Он простоял на коленях долго — может, минуту, может, десять. Когда слёзы кончились, он вытер лицо рукавом, поднялся и взял со стола семя. Положил в карман, к записке. Он не знал, что с ним делать. Не знал, можно ли вернуть отца. Но он знал, что больше не оставит его. Даже в виде чёрного шарика. Даже в виде памяти. Он постоял ещё немного, глядя на кухню, на нетронутый ужин, на пыль, танцующую в закатном свете. Потом развернулся и вышел.
Он не слышал шагов. Только когда тёплая ладонь коснулась его спины, вздрогнул и обернулся. Зои стояла на крыльце, прислонившись к косяку. Она ничего не спросила — ни «как ты», ни «что случилось». Просто посмотрела на него, на его красные глаза, на опухшее лицо, и всё поняла. Она села на ступеньку, подвинулась, освобождая место. Лео сел рядом. Они молчали. Закатное солнце окрасило Мейпл-стрит в оранжевый, и где-то далеко, впервые за много дней, залаяла собака. Обычная собака, не одержимая, не превращённая в камень. Просто дворняга, которая хотела есть и пить и жить дальше. Лео слушал этот лай и думал: «Может, и я смогу. Может, и я смогу жить дальше».
Зои не говорила. Она просто сидела рядом, плечом к плечу, и в этом молчании было больше поддержки, чем в любых словах. Лео достал из кармана записку отца, развернул, перечитал: «Вернусь через 5 минут. Не уходи». Потом сложил её и положил обратно. Он не ушёл. Он остался. И впервые за много лет ему показалось, что он сделал правильный выбор.

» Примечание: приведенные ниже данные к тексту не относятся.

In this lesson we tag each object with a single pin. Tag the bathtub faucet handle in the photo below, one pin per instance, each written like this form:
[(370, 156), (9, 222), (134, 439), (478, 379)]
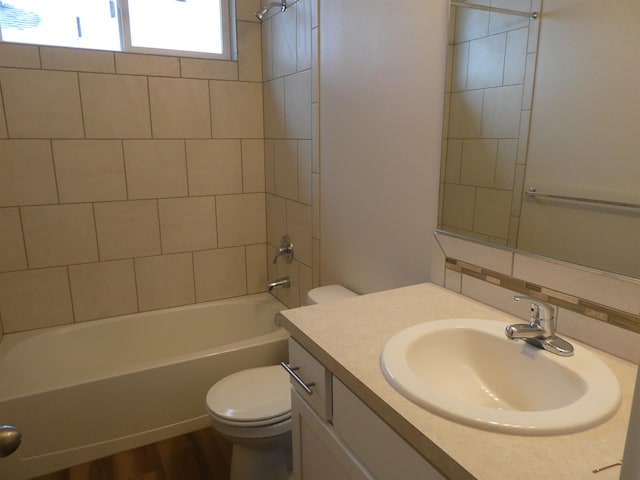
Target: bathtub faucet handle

Где-то в вышине, над городом, мозаичное небо медленно затягивалось облаками. Лиловая дымка почти рассеялась. В хрустальной крепости на холме Элион спал, и его сон был тревожен — ему снились голоса, лица, обрывки воспоминаний, которые он не мог собрать в целое. А в доме Тёрнеров на кухонном столе остывал нетронутый ужин, и записка «Вернусь через 5 минут» всё ещё лежала под солонкой, как обещание, которое не было исполнено. Но теперь у неё был свидетель. Теперь у неё был тот, кто помнил.